Kerala monsoon trawling ban: Mechanised boat owners seek exemption this year

V Sajeev Kumar | Updated on May 21, 2020 Published on May 21, 2020

File photo

Thousands of boats unable to resume operations fully even after lockdown relaxation

Kochi, May 21

The Kerala Government’s decision to impose the annual monsoon trawling ban from June 9 has raked up a controversy among the fishing community, with mechanised boat owners opposing the move in view of the fishing holidays during the lockdown period.

Seeking a one-time exemption for trawling this year, they said thousands of boats in the mechanised sector have been lying idle after the lockdown was imposed on March 25 and these vessels could not fully resume operations even after the government come out with the relaxation.

However, the State Fisheries Department is going ahead with the ban with effect from June 9 midnight, asking fishing boats operating from other States to leave the region. The 52-day ban was planned considering the fish breeding season and helps to fill up the marine fishery resources.

Exemption will help

Joseph Xavier Kalapurackal, general secretary of the All Kerala Fishing Boat Operators Association, told BusinessLine that the 50-day fishing ban due to Covid lockdown was a great impetus in the propagation of fish variety. The already filled coffers of the deep seas will further get filled if the trawling ban during June and July was imposed. Foreign fishing vessels with sophisticated technology, especially that of China, would target the fishery resources of Indian seawaters in the ban period, he said.

Because of the lockdown, many segments in the fisheries sector are facing a huge crisis and an exemption this year would help revive the sector, he said, adding that the relaxation for deep sea fishing in the lockdown period has not yielded the desired results on account of the limited fishing hours for venturing into the seas.

“When our economy is striving to recover, a further imposition of a fishing ban during June and July is suicidal. On an experimental basis, until a detailed study of the scientific community comes up as to the benefits of monsoon ban and its ill effect, the fishing ban may not be imposed this year”, he said.

Conservation measure

However, the traditional fishermen community is not in favour of any relaxation to the mechansied sector, saying that many nations in the world have enforced seasonal ban as a conservation measure.
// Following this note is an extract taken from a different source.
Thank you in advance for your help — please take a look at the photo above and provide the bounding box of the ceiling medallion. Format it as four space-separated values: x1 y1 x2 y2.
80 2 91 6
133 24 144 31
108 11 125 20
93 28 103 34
Quoting studies, Charles George, president of Kerala Matsya Thozhilali Aikya Vedi, pointed out that the imposition of such a ban dates back centuries and the closure period ranges from 45 days in the US to nine months in New Zealand. But in most cases, the duration is two months, which seems to be necessary for the rejuvenation of fish stock, especially shrimp varieties.

The seafood export sector is witnessing a huge shortage, especially varieties such as squid, octopus, cuttlefish, deep sea shrimp, etc, due to the Covid ban and the situation may further aggravate once the trawling ban comes into effect by next month, said a seafood exporter.